The larvae feed on a wide variety of plants but in our case the most likely plants are Acacia (Mimosaceae), Grevillea and Macadamia (Proteaceae).
This is one of the species where the females are flightless, limiting the ability of the species to spread to other areas should the host tree die or be removed.

Genus:-  Orgyia
Species:-  australis (probably)

I have included the photo on the left because of the colour differences. I believe it is still Orgyia australis but it is an old moth and has lost a lot of scales.
There are also a number of other Orgyia moths with similar markings.
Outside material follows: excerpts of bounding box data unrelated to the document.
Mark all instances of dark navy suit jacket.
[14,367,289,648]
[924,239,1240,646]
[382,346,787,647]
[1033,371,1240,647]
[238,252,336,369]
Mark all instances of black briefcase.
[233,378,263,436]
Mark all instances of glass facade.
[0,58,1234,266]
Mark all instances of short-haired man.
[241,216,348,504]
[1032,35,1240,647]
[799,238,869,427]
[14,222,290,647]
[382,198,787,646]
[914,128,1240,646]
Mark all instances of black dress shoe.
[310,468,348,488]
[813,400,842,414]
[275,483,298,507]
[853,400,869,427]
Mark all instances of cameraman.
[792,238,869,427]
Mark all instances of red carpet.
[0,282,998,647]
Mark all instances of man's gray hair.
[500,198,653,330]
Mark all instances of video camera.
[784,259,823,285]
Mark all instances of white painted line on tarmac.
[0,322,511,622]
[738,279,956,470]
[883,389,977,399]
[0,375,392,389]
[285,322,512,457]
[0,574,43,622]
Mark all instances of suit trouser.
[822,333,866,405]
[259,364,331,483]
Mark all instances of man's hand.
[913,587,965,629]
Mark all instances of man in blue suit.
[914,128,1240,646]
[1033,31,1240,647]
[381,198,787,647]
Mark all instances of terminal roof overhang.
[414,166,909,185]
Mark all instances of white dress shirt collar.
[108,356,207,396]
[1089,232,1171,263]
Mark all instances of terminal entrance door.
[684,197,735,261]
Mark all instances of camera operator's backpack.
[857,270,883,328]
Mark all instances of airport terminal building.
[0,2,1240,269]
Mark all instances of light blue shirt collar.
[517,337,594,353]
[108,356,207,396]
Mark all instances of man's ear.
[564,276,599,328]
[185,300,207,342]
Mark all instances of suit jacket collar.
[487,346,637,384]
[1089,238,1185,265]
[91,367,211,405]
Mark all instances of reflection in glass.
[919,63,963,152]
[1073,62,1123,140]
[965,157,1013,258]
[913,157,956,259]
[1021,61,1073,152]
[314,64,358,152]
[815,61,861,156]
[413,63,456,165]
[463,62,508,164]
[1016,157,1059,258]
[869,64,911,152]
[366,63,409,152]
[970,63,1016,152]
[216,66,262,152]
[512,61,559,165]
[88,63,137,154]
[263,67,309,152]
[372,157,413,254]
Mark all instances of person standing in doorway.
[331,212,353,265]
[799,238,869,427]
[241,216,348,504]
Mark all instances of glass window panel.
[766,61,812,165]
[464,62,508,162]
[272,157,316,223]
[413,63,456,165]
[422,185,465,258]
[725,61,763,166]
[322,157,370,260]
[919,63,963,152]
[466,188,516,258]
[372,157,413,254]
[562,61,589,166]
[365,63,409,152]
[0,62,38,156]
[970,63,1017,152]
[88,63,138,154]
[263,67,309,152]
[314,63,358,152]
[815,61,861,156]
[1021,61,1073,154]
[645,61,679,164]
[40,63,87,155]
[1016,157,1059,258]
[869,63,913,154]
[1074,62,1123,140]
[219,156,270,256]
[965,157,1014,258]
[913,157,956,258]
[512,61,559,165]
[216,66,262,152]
This entry was updated May 24, 2017

I previously had this moth as LYMANTRIIDAE poss Euproctis sp but a kind reader was able to correct the identification.

Genus:- Trichiocercus
Species:- sparshalli

The larval food plant is Eucalyptus and they mostly feed at night, hiding during the day. The proboscis is very short and this possibly means the adults do not feed.
The adults are said to feign death if handled but I haven't seen it happen. The males come readily to light, this is probably a male because of the long scales on the tail.
The caterpillars can also apparently be processional.

Thanks to Peter for his assistance.

Wednesday, 10 May 2017


Calliteara pura LYMANTRIIDAE

  NOTE:- this post was originally named Calliteara farenoides but it has been pointed out to me that the double line above the tear drop on the forewing means it is C. pura. I will add the label "probably" to the species name because there is a small chance that there is some confusion in the reference sites.
It seems that C. pura is probably the correct name.

Genus:- Calliteara
Species:- pura (probably)

Genus:- Calliteara
Species:- pura (probably) also (Probably the female)


 Euproctis lucifuga LYMANTRIIDAE

Genus:- Euproctis
Species:- lucifuga

I was not able to find much information on these moths. They tend to be more tropical, and are a lot more common closer to the coast but we still see them here often.


Euproctis  fimbriata (probably) LYMANTRIIDAE


Previous name:-  Chionophasma fimbriata and this is the name that was used in Moths of Australia (Common 1990).


Genus:- Euproctis
Species:- fimbriata (probably )






The most likely larval food plants here  are :-

 Macadamia Nuts ( PROTEACEAE ), and Avocado ( LAURACEAE ).


Wednesday, 3 May 2017


Eloasa callidesma LIMACODIDAE

 Synonym :- Lethocephala callidesma.

As far as I can tell, the moth under the name Parasa callidesma in Moths of Australia (Common 1990), may have been a previous name of  Eloasa callidesma
The adult moths of LIMACODIDAE often do not have a proboscis and therefore are not able to eat.
The larvae possibly feed on Eucalyptus (MYRTACEAE).
The adult moths have a red collar just behind the head, just visible in the side photo.

Genus:- Eloasa
Species:- callidesma


Anaxidia lozogramma LIMACODIDAE


The larvae of this species feed on Macadamia (Proteaceae), Dodonaea triquetra (Sapindaceae) and Camellia.

Genus:- Anaxidia
Species:- lozogramma


 Pseudanapaea transvestita LIMACODIDAE (Orange Cup Moth)

Synonym:- Anapaea trigona.
The larvae feed on Eucalyptus (MYRTACEAE).